For Some Clients, Only Offset Will Do
Full- and half-size offset presses from Heidelberg produce about 60% of the volume at Torrance, Calif.-based
Classic Litho + Design, a provider of high-quality print and creative services to the automotive, motion picture, legal, cosmetics and fashion industries. Darioush Nikravan, director of marketing, notes that agencies and other demanding clients insist on offset for jobs with heavy solids and spot colors.
The company is no newcomer to digital printing, having installed its first toner press in 2005. Its successor is an HP Indigo 7800 that sometimes handles overflow from the offset department when the Heidelbergs are fully booked. Classic Litho + Design also offers wide-format digital output, courtesy of an HP DesignJet L26500 latex printer and an HP Scitex FB700 industrial printer.
All are supported by The OTPrint MIS. For color management, the G7-certified shop relies on Prinect Color Toolbox software from Heidelberg.
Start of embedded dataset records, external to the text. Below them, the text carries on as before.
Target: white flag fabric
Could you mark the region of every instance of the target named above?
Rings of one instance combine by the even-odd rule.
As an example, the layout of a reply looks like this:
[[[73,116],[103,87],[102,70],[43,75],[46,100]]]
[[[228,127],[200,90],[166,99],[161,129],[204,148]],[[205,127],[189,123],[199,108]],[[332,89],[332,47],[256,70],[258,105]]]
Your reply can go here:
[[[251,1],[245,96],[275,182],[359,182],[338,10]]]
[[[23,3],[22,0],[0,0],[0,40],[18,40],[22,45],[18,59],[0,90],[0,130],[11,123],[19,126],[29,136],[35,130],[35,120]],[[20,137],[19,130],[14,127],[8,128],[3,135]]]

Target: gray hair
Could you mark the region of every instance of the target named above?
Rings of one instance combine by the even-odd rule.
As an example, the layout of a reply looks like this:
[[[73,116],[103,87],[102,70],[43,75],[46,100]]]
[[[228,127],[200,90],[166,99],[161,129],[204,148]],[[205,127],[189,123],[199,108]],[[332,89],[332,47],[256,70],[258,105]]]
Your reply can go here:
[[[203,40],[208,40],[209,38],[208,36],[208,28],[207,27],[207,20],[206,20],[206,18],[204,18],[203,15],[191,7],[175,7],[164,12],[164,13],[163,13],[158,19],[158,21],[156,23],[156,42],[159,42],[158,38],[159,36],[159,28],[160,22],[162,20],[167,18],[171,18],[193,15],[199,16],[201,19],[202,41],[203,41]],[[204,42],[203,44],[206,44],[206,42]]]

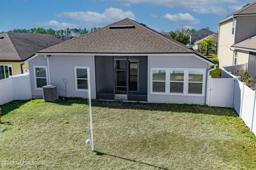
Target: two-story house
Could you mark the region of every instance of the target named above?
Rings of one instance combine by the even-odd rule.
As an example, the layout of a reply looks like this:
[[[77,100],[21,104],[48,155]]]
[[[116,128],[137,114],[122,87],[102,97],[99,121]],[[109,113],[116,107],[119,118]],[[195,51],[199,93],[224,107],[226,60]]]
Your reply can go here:
[[[210,30],[207,28],[202,28],[190,35],[190,44],[197,42],[215,33]]]
[[[248,63],[249,75],[256,75],[256,2],[219,22],[218,58],[220,67]]]

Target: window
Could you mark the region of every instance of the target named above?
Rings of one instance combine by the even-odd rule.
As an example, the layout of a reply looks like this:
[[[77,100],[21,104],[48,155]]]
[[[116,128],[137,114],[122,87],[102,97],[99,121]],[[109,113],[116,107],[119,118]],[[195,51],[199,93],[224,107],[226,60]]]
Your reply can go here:
[[[233,23],[232,25],[232,35],[235,35],[236,25],[236,20],[235,19],[233,19]]]
[[[129,60],[129,91],[138,91],[138,61]]]
[[[202,94],[204,72],[190,70],[188,76],[188,93]]]
[[[153,92],[165,92],[165,75],[166,71],[164,70],[153,70]]]
[[[171,70],[170,74],[170,92],[171,93],[183,93],[184,71]]]
[[[126,69],[126,60],[115,60],[115,69]]]
[[[46,66],[34,66],[35,86],[36,89],[41,90],[48,84]]]
[[[150,93],[204,96],[205,69],[151,68]]]
[[[87,69],[89,69],[89,67],[75,67],[76,91],[83,91],[88,90]]]
[[[235,50],[234,52],[234,64],[237,64],[237,50]]]
[[[11,65],[0,64],[0,80],[12,76],[12,68]]]

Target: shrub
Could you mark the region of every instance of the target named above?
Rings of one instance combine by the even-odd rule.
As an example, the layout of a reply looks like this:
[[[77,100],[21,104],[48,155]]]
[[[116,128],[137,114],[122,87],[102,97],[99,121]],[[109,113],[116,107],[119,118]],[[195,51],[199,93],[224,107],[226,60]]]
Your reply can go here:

Cross-platform compatibility makes it possible to combine processes in projects such as kits for automotive customers, in which everything is color-profiled to match.
Six of One ...
Nikravan says the HP Indigo 7800 prints invitations, short-run catalogs, personalized booklets and other products that play to its strengths as a high-quality, variable printing digital press. He thinks that eventually, with the addition of a digital press in a half-size format, Classic Litho + Design could become a 50/50 hybrid environment where the offset and digital systems handle the same amounts of work.
Digital has an edge in terms of quick turnarounds, but the true measure of a properly equipped production environment is its responsiveness to the full spectrum of customer requirements. As Nikravan points out, “these days, you have to be ready to service your clients with whatever projects they have.”
That’s just good business sense — and, by any other name, probably all the justification that hybridizing a printing business needs.
Patrick Henry is the director of Liberty or Death Communications. He is also a former Senior Editor at NAPCO Media and long time industry veteran.